NASA’s Robonaut 2 Droid Gets Its Legs on Space Station
Look out, astronauts – your companion robot on the International Space Station is now mobile! NASA’s Robonaut 2 has received a set of legs that will help it move around the station, and will eventually enable the bot to work on repairs both inside and outside the orbiting outpost.
NASA astronaut Steve Swanson, who commanded the station’s Expedition 40 crew, helped attach the appendages to the humanoid robot in late August before returning to Earth last week. The legs will help the robot move around the space station to complete simple tasks. Later this year, after a few changes to its upper body, later this year, Robonaut 2 will use its new legsto venture outside for its first spacewalk as well.

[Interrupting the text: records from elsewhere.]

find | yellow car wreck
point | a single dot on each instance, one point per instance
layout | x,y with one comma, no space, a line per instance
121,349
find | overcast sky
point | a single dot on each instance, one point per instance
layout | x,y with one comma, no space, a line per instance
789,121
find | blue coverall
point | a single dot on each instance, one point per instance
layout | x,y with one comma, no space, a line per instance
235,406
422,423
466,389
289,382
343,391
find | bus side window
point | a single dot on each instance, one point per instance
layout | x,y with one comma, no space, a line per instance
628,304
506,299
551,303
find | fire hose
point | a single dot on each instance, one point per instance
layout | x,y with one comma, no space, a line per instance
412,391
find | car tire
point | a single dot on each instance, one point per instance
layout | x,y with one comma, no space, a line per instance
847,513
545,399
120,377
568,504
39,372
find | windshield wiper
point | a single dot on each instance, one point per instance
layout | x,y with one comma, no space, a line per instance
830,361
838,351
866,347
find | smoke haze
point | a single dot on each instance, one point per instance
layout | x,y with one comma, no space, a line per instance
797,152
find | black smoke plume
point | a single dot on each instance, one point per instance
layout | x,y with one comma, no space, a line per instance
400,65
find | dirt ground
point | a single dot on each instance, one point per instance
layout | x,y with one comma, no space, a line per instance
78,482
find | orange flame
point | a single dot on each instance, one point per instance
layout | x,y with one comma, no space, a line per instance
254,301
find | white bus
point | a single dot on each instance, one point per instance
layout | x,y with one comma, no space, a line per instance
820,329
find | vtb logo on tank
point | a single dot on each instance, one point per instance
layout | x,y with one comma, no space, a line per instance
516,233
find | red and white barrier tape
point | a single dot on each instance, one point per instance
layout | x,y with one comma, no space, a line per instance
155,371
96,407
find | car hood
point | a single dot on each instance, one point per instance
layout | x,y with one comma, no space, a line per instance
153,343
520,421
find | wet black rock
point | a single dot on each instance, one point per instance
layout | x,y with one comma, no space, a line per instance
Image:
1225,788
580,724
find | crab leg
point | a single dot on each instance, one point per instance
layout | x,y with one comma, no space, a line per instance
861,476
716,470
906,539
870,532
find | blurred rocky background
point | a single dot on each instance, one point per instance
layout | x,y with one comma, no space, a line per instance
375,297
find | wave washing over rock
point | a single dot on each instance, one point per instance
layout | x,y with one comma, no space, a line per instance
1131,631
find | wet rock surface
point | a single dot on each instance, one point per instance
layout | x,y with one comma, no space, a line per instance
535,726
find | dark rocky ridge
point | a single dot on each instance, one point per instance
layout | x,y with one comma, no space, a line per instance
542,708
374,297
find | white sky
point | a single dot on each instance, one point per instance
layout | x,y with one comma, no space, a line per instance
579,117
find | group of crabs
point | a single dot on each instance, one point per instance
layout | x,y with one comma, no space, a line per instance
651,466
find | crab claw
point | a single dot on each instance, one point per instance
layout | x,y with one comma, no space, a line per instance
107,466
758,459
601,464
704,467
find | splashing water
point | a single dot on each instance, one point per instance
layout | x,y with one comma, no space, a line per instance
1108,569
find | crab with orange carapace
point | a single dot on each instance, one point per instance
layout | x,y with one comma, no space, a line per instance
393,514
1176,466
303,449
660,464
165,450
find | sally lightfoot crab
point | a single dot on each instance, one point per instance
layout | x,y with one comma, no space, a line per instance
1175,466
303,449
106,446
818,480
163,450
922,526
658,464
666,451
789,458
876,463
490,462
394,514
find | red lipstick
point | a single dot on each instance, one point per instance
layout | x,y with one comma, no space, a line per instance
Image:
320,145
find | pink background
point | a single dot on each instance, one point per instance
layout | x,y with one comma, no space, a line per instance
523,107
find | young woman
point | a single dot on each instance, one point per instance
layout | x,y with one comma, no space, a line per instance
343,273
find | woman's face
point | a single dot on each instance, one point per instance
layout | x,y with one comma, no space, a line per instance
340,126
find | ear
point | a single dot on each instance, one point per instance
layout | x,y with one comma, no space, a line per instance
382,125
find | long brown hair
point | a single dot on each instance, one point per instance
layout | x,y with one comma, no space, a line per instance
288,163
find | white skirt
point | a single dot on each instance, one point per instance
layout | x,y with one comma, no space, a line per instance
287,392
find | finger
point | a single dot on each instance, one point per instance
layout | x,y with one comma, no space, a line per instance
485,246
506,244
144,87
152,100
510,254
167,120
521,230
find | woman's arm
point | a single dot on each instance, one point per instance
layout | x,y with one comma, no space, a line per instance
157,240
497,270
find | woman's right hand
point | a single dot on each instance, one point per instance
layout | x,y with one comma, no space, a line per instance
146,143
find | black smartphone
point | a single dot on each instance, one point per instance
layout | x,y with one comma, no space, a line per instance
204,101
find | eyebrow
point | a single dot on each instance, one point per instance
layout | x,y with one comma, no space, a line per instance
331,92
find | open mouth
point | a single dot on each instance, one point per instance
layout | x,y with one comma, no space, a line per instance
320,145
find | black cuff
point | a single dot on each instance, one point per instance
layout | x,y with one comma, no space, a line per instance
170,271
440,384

“You can only do so much if you’re fixed on a stanchion, which is what we’ve been on for the past couple of years,” Ron Diftler, principal investigator for the Robonaut project, said in a televised interview on NASA Television. “With the addition of legs, we’ll be able to go mobile.” [See photos of NASA’s Robonaut 2 humanoid robot]
“In space, you don’t use your human legs in the way you use them on the ground,” Diftler said. “We didn’t adhere to the human form because it didn’t make any sense.”NASA researchers did not even have legs in mind when they sent Robonaut 2 to the space station in 2011, but it was possible to add the appendages with some upgrades to the robot’s wiring and computer systems.”